Sono state due anche le Merini che ho conosciuto ad Aosta quando, il 21 luglio 2004, ha partecipato ad un omaggio in suo onore da me organizzato per “Aosta Classica” e incentrato su composizioni, su suoi versi, di Federico Gozzellino. Da una parte la Merini privata – quella prima dello spettacolo- capricciosa, ombrosa e maliziosamente furba. (Signora, ma lei è ciclotimica? «Sì». E, adesso, in che fase è? «In fase d’incazzatura nera, me la portate o no questa Coca-Cola?»). Dall’altra quella sotto i riflettori del palco del Teatro Romano che, per incanto, diventò ecumenica, ieratica e rassicurante come può esserlo «la pazza della porta accanto». «Tra vita e poesia ci sono passaggi segreti- disse- che io non vi posso mostrare perché sono solo un povero poeta.» Salvo, poi, dimostrare di conoscerli molto bene quando citò D’Annunzio: «Sa che cosa diceva quando apriva a qualche ammiratrice: Beata lei che ha visto il Vate… mille lire.»

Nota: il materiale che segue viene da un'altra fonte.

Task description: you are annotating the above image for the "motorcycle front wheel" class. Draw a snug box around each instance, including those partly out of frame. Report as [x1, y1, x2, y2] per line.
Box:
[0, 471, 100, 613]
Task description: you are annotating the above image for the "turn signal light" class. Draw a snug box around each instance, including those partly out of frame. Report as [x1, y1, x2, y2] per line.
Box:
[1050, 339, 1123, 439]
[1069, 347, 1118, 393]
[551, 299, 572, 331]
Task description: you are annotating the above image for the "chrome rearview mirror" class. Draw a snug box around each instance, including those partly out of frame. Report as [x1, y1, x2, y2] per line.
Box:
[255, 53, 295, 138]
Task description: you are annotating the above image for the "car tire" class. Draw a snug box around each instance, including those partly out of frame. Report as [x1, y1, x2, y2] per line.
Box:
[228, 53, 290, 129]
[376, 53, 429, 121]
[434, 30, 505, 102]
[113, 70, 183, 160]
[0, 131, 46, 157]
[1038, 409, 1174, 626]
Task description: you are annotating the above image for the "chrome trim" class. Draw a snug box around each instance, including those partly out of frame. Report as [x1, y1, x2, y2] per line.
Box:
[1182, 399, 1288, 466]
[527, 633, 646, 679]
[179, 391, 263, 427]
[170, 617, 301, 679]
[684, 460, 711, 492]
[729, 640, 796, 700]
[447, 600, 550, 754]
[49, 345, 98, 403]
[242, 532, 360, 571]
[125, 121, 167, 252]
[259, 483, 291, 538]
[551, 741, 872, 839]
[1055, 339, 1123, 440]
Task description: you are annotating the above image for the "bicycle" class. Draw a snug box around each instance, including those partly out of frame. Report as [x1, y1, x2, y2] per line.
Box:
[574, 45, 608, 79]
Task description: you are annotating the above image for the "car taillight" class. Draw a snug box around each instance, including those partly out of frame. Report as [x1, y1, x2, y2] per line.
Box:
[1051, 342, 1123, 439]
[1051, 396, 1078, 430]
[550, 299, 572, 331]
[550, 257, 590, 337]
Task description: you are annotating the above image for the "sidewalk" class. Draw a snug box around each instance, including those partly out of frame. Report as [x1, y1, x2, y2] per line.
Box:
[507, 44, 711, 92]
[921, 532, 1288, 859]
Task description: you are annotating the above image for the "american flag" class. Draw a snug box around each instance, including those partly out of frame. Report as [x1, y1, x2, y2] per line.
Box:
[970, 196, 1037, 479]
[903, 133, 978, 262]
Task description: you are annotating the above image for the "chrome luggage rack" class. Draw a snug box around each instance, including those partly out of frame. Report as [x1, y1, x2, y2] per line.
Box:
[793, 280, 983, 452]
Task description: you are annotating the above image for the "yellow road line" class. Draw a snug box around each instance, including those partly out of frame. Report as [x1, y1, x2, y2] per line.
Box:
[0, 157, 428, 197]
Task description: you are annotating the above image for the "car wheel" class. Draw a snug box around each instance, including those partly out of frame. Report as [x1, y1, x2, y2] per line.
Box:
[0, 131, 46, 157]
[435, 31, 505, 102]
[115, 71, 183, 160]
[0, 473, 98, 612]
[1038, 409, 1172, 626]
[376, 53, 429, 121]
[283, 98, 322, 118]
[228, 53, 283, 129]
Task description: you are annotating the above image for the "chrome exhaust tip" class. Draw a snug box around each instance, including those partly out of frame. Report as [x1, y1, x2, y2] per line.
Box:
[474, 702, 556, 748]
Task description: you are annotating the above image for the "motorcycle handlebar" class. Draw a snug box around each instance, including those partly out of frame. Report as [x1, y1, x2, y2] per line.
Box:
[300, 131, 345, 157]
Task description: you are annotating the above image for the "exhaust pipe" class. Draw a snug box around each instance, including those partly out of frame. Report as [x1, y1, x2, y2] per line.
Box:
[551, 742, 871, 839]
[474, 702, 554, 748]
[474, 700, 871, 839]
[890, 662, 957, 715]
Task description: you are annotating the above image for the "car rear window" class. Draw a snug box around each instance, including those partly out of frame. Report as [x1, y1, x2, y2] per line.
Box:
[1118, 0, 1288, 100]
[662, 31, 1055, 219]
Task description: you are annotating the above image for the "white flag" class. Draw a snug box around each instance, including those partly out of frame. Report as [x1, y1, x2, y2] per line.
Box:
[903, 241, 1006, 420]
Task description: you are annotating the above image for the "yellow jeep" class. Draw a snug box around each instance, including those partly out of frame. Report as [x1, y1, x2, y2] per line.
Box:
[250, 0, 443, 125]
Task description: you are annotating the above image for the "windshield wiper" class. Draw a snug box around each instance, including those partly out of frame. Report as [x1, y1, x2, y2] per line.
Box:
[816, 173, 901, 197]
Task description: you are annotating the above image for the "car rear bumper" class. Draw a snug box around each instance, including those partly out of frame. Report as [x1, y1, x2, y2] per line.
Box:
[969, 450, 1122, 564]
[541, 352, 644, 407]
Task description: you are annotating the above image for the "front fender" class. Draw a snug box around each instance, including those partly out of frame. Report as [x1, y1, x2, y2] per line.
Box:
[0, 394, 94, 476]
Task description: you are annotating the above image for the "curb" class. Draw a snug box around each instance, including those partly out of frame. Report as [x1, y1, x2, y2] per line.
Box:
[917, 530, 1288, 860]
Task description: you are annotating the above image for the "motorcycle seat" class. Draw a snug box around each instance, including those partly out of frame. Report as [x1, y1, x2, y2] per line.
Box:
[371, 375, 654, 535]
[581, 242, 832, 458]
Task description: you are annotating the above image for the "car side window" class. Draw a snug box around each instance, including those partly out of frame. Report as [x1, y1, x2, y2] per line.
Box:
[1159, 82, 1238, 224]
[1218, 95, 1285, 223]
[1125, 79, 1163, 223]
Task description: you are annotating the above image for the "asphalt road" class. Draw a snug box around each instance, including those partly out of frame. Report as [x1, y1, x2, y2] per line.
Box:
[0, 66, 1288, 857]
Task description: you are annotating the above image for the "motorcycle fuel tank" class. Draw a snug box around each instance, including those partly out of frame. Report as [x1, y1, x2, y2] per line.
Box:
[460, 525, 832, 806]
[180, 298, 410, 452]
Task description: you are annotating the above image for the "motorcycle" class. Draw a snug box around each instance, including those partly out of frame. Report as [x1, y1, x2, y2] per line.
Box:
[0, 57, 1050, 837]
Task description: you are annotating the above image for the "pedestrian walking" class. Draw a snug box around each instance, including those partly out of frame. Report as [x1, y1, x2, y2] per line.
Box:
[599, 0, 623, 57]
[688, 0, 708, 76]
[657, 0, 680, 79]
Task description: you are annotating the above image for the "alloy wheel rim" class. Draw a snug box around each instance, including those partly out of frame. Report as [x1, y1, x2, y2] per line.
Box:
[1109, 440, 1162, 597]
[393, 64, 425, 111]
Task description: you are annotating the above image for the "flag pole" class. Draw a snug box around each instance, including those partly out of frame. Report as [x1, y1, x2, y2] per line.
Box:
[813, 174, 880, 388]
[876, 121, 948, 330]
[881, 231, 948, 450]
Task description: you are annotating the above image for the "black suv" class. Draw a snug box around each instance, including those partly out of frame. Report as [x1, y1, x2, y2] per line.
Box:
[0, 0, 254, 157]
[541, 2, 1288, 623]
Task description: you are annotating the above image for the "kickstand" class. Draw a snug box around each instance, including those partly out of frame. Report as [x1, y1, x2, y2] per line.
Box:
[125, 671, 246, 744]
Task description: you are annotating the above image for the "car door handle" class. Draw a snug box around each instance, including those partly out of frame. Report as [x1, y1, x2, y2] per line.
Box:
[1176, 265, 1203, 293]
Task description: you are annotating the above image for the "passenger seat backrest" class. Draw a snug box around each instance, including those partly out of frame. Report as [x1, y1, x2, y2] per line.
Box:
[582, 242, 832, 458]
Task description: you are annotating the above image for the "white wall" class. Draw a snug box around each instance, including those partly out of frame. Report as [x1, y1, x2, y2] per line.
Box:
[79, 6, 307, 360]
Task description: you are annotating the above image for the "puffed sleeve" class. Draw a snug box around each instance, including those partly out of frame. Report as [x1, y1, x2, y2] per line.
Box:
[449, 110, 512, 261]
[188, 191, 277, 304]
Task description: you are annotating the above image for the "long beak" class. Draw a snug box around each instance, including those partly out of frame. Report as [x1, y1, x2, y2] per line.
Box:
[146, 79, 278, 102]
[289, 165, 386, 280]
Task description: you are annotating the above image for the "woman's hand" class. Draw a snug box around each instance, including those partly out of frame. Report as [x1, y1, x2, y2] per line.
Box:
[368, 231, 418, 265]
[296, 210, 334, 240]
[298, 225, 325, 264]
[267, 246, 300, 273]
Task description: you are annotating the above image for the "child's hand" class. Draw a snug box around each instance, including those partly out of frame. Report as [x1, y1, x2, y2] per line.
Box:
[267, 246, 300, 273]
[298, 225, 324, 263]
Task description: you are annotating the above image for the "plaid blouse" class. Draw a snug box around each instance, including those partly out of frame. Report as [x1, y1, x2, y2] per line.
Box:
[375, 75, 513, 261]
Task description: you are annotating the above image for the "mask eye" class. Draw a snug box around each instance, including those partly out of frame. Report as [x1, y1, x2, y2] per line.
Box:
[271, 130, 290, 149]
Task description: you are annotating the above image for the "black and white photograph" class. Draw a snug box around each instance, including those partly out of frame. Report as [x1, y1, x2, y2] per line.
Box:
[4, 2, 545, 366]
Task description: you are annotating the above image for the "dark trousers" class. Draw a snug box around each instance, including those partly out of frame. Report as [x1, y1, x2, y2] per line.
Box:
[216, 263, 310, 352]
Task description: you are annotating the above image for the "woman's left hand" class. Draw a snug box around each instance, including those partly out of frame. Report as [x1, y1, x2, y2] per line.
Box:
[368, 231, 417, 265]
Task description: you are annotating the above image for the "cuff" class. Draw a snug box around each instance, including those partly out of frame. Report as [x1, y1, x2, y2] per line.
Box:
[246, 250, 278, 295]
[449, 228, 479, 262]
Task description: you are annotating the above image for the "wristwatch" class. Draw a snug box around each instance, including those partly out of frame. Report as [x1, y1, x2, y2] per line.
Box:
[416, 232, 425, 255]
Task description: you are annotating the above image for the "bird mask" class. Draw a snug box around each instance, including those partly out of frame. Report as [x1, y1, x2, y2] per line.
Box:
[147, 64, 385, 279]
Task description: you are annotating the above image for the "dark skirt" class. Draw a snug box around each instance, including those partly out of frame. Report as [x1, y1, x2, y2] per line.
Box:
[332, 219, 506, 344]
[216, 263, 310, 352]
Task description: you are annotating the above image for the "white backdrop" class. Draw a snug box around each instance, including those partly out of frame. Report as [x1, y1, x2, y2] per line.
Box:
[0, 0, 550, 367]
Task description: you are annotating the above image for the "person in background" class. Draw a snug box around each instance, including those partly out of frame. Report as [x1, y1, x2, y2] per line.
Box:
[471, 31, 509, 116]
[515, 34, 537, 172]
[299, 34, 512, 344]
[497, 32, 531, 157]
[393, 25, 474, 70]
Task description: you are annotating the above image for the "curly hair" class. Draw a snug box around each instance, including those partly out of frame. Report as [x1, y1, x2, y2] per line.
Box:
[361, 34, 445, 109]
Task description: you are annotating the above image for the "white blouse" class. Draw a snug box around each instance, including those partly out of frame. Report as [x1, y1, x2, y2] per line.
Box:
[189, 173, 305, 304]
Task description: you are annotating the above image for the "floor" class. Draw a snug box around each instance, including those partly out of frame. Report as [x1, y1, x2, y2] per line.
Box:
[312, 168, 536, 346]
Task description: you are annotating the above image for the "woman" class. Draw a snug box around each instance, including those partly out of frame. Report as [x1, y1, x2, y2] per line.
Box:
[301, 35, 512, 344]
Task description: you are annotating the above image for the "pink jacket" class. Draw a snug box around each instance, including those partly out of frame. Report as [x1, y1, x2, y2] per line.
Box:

Raccontò anche di Achille Compagnoni con il quale aveva condiviso il premio “Il Longobardo d’oro”. «Mi sono commossa rivedendo l’alpinista che ha scalato il K2 e riflettendo su cos’erano i nostri vecchi che si giocavano la vita per una passione. Oggi non è più cosí e si fa, addirittura, fatica a leggere una poesia, perché il poeta lo si vuole solo vedere in televisione per verificare se è poi cosí bello.» Anche per questo lei in TV andava regolarmente, bucando lo schermo con il suo estro camaleontico e un’oralità poetica che aveva affascinato “colleghi” come Montale, Quasimodo e Pasolini. L’ultima immagine che ho di quel 21 luglio è la Merini che, stanca ma sorridente, chiude la porta di casa su cui spiccava una targa dedicata all’amico Vanni Scheiwiller ( “un uomo che volò alto, talmente alto che molti indeboliti spiriti l’atterrarono“). Dopo i funerali di stato in Duomo, il 4 novembre la poetessa è stata sepolta nel cimitero monumentale di Milano. «Ma anche distesa per terra- aveva scritto- io canto per te le mie canzoni d’amore.»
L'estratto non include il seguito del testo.